Data released by Afrobarometer, a pan-African, non-partisan research network, indicates that a total of 663 million people globally do not have access to clean water.
This was contained in an Afrobarometer Round 6 (2014) survey signed and issued yesterday to mark World Water Day.
According to the report, in Ghana, water shortages force citizens to queue for hours even after trekking to distant sources.
The report pointed out that despite efforts by successive governments to improve public access to potable water, Ghana was still struggling to meet the United Nations Sustainable Development Goal (SDG) of ensuring that everyone has access to safe water.
That problem, according to the report, was further being compounded by the collective failure of the government and citizens to protect the nation’s water bodies.
In May 2016, it noted that the Environmental Protection Agency (EPA) predicted that the country will fall into a severe water crisis by 2025 if nothing is done to reduce the increasing pollution of water bodies and forest degradation.
The report noted that the EPA also projected that without a decisive action, the country’s per-capita water availability will be 1,000 cubic metres per year, making Ghana a water-stressed country and presenting a potential source of inter-community conflict.

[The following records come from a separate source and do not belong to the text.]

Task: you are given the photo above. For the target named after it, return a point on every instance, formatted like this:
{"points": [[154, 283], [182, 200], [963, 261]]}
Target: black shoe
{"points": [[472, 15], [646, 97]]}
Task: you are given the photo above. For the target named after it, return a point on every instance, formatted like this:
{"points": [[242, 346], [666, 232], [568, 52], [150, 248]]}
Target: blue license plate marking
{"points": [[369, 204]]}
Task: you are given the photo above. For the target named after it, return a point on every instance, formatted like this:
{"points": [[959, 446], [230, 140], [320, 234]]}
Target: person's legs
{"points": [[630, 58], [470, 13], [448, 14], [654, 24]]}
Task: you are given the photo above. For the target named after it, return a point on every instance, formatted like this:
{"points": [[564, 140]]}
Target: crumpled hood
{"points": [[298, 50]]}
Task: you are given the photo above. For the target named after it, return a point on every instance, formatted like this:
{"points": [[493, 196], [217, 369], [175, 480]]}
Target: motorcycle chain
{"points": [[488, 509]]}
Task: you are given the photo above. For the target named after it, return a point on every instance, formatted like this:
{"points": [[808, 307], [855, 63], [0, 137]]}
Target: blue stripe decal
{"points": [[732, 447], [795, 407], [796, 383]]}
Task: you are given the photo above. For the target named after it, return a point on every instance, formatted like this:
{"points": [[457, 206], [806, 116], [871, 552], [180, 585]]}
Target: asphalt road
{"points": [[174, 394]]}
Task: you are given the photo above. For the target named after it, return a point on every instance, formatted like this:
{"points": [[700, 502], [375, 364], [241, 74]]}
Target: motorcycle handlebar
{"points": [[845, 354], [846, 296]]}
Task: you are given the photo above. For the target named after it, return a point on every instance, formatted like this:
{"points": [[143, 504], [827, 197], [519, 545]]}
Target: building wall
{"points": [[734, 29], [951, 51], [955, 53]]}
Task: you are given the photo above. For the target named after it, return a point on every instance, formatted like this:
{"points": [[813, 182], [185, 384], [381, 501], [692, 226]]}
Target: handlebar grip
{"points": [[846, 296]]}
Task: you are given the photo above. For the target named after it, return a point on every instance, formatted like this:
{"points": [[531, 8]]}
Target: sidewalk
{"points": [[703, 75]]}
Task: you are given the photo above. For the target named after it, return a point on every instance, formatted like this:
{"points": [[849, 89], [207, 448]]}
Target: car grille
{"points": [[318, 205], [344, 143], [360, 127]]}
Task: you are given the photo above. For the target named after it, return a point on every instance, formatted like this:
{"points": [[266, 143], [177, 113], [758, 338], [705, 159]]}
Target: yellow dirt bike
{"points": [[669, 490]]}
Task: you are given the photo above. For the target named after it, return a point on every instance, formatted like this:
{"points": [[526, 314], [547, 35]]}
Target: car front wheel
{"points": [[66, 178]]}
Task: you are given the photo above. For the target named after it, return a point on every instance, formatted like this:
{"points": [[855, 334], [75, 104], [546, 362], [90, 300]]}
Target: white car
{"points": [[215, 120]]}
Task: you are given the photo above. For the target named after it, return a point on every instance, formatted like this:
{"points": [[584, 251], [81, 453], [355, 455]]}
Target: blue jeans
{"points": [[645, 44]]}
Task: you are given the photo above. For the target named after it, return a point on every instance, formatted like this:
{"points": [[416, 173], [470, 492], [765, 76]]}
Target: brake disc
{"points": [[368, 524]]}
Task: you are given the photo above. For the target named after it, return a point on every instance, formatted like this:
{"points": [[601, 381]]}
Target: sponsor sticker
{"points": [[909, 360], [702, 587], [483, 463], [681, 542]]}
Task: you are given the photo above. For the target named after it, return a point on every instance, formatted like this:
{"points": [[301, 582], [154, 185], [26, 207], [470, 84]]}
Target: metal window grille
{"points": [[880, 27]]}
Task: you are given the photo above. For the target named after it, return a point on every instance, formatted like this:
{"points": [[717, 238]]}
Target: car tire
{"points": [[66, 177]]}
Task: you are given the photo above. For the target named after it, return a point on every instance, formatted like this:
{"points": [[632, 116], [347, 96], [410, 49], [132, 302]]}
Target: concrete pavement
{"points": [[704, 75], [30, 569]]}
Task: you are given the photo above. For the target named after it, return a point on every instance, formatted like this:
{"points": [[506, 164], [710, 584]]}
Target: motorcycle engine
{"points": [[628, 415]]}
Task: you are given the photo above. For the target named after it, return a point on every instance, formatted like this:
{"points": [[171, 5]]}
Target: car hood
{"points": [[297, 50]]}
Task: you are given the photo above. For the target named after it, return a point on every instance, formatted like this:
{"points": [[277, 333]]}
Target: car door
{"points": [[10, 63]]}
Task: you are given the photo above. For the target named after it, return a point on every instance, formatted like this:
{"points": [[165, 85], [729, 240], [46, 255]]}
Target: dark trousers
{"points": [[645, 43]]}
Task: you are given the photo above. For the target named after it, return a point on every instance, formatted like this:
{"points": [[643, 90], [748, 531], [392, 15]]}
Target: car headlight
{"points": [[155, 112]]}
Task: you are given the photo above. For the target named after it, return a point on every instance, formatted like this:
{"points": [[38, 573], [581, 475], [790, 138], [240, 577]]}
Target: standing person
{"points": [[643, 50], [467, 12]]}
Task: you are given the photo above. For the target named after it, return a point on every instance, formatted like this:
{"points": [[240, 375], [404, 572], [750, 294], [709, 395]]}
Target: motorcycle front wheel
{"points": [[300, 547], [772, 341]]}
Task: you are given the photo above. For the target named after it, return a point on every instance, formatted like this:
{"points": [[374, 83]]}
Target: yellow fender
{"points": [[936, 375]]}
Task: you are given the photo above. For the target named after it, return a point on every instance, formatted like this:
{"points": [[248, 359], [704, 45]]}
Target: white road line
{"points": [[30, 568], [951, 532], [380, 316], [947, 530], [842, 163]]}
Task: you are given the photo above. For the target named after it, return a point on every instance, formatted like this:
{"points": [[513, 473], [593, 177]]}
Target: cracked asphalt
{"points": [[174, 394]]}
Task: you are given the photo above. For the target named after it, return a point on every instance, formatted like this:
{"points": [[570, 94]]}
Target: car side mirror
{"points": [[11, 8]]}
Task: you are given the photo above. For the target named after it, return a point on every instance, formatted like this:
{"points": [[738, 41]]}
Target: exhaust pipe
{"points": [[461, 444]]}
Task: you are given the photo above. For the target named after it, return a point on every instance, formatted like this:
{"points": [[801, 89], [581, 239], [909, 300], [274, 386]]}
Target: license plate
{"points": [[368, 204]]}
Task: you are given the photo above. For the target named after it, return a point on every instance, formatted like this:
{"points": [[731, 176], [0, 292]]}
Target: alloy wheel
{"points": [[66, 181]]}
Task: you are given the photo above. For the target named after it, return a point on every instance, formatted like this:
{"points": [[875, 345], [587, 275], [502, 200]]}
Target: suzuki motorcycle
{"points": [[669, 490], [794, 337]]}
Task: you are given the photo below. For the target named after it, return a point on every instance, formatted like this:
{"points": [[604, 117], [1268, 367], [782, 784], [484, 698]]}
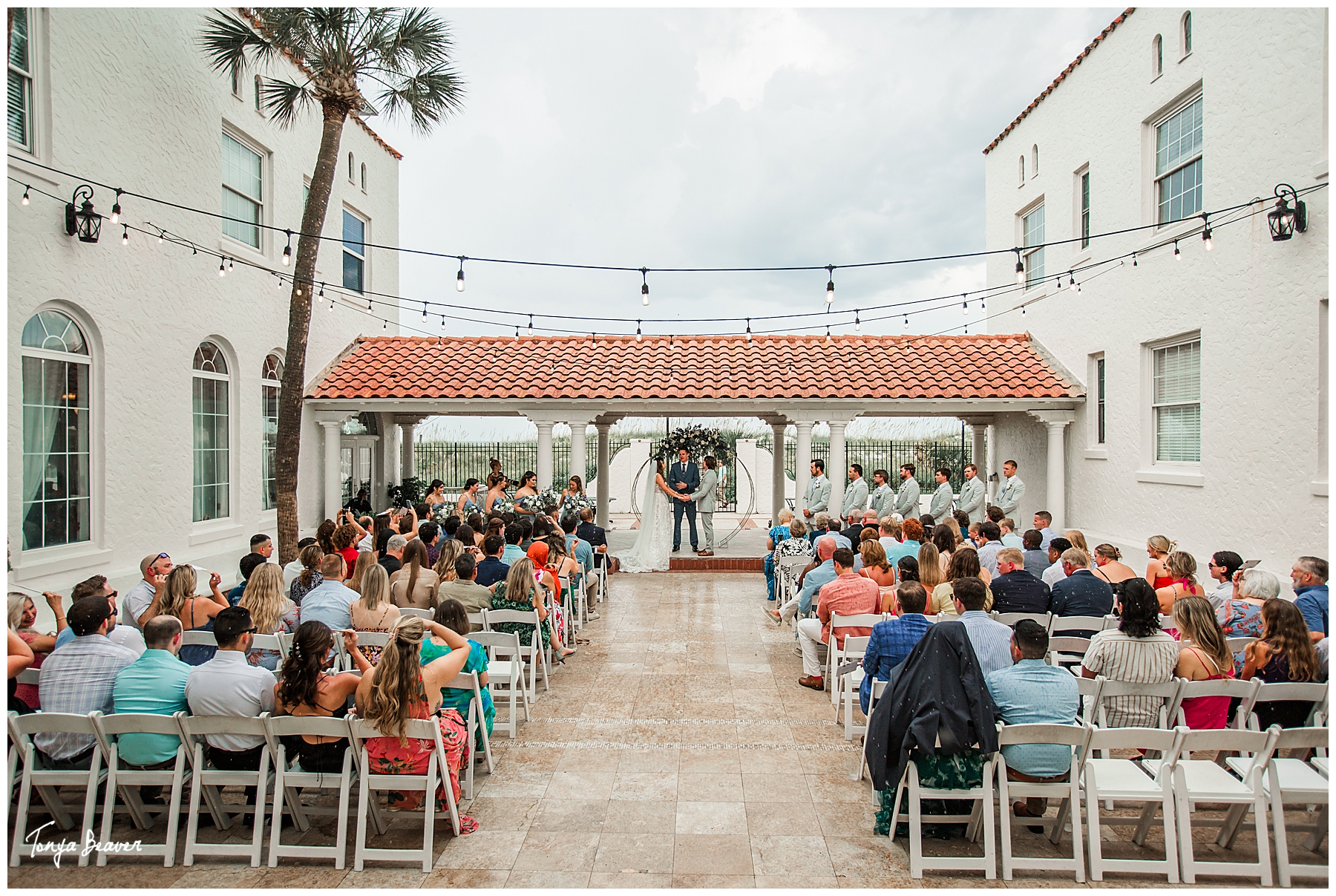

A similar projection by the Water Research Institute of the Council for Scientific and Industrial Research showed that potable water sources were diminishing at an alarming rate and that the country faces a water crisis by 2030 if current conditions persist.
“In his Independence Day address to the nation on March 6, 2017, President Nana Akufo-Addo underlined this issue, saying, “There is nothing we can do better to pay homage to those who fought to free us from bondage than to dedicate this 60th independence anniversary to protecting our environment and regenerating the lands and water bodies,” the report recalled.